Friday, February 12, 2010

the lunacy of confirmation bias

Judul diatas saya pinjam dari buku G Marcus berjudul Kluge (buku yang cakep dan mengasikan). Konon terjemahan bebasnya adalah : kita yakin kita ini selalu benar atau paling sedikit tidak salah. Buruk muka cermin dibelah, begitulah kurang lebih. Hal ini dikatakan Marcus sebuah ke-edanan karena dunia bukan selalu seperti yang kita sangka dan intrumen yang kita miliki kerap tidak cukup untuk membuat kita terbang lurus. Demi menjaga keyakinan bahwa diri kita ini benar kita menutup mata dan akibatnya mungkin saja fatal.
Ilustrasi yang bagus tentang hal ini saya temukan dalam buku M Gladwell  (yang tidak kalah ganteng dan asoy-nya). Gladwell cerita bagaimana Kennedy yang terbang malam hari tidak sadar bahwa pesawat yang ia kendalikan sedang terbang memuntir menukik menuju laut dan kematian. Kennedy merasa bahwa ia sedang terbang horisontal menuju tujuan. Ia benar dan kenyataan itu soal lain.
Kita ini apa hidup didunia nyata atau awang-awang khayal ciptaan imajinasi ? Mungkin kita tidak pernah tahu. Mengapa ? karena kita bukan pengindra yang obyektif. Satu menit itu lama kalau kita terbakar api, tetapi sekejap kalau sedang jumpa kekasih. Satu menit tetap 60 detik, tetapi 60 detik tidak berarti apa-apa tanpa konteks. Dan kita adalah makhluk yang selalu memerlukan konteks. Tanpa konteks kita gelisah. 
Tetapi apa sebenarnya yang dimaksud konteks ? Bisa apa saja - namun kerap kali kita meminjam konteks dari orang lain, dari komunitas, dari agama. Akal sehat mungkin bicara mungkin tidak - tetapi jarang kita berani mencipta konteks sendiri (kita terancam dibilang gila).
In any case, sekali kita anut konteks itu kita 'jatuh' pada ke-edan-an yang disebut Marcus tadi: bahwa konteks kita itu selalu benar, atau paling sedikit tidak salah. Tanpa identitas ini kita nyaris tidak kuasa untuk hidup tenang, ibarat tidak punya tempat berpijak.

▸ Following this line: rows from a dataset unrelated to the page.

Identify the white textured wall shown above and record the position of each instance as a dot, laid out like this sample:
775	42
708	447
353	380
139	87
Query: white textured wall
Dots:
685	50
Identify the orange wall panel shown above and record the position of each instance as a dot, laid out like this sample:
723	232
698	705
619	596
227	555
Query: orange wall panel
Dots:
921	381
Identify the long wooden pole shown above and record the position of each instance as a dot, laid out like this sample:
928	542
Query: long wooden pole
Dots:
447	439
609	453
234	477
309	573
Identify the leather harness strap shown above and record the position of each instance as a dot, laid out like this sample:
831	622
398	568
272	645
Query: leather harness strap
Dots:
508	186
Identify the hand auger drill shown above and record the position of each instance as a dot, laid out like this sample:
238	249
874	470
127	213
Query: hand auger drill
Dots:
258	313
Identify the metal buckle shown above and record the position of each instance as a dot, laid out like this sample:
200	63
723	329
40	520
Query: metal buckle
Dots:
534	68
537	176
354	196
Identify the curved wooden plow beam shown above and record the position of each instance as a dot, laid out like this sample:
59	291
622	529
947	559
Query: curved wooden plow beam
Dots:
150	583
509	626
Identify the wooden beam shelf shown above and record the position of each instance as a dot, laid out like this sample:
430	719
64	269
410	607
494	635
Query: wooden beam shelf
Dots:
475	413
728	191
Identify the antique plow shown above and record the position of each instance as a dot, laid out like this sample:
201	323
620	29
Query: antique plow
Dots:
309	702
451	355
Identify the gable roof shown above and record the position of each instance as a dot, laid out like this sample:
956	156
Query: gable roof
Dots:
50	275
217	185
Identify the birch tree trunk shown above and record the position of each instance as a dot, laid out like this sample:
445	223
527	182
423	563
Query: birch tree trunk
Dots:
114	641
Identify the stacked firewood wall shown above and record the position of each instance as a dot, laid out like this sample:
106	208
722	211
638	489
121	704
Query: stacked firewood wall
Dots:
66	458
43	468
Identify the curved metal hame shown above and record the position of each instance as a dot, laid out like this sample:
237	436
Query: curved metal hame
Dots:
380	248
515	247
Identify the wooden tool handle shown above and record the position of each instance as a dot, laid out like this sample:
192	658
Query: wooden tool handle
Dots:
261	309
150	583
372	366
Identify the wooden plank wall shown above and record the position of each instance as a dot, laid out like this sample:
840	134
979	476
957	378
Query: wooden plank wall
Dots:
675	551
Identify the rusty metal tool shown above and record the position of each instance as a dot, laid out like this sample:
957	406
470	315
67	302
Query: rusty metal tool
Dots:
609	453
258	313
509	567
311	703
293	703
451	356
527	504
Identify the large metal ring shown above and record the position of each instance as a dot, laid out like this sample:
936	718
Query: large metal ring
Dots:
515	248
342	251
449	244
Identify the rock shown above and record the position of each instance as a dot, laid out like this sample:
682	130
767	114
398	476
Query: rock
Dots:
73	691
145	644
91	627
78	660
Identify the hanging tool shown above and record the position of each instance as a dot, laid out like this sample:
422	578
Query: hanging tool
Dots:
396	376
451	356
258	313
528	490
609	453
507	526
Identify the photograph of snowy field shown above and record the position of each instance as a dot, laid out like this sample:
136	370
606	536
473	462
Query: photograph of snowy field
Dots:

Omong-omong apa yang salah dari kelekatan pada 'identitas' ini? Tidak banyak, mungkin satu saja: kurasa ke-edan-an muncul kalau kita lupa bahwa 'konteks' yang kita anut tadi adalah juga sekadar konteks belaka - sesekali perlu diuji dan diukur kebenarannya dengan obyektif - dimurnikan dan ditala ulang. 
Tanpa itu kita seperti Kennedy yang terbang menukik tanpa sadar. Seperti bermain gitar sumbang. Seperti edan.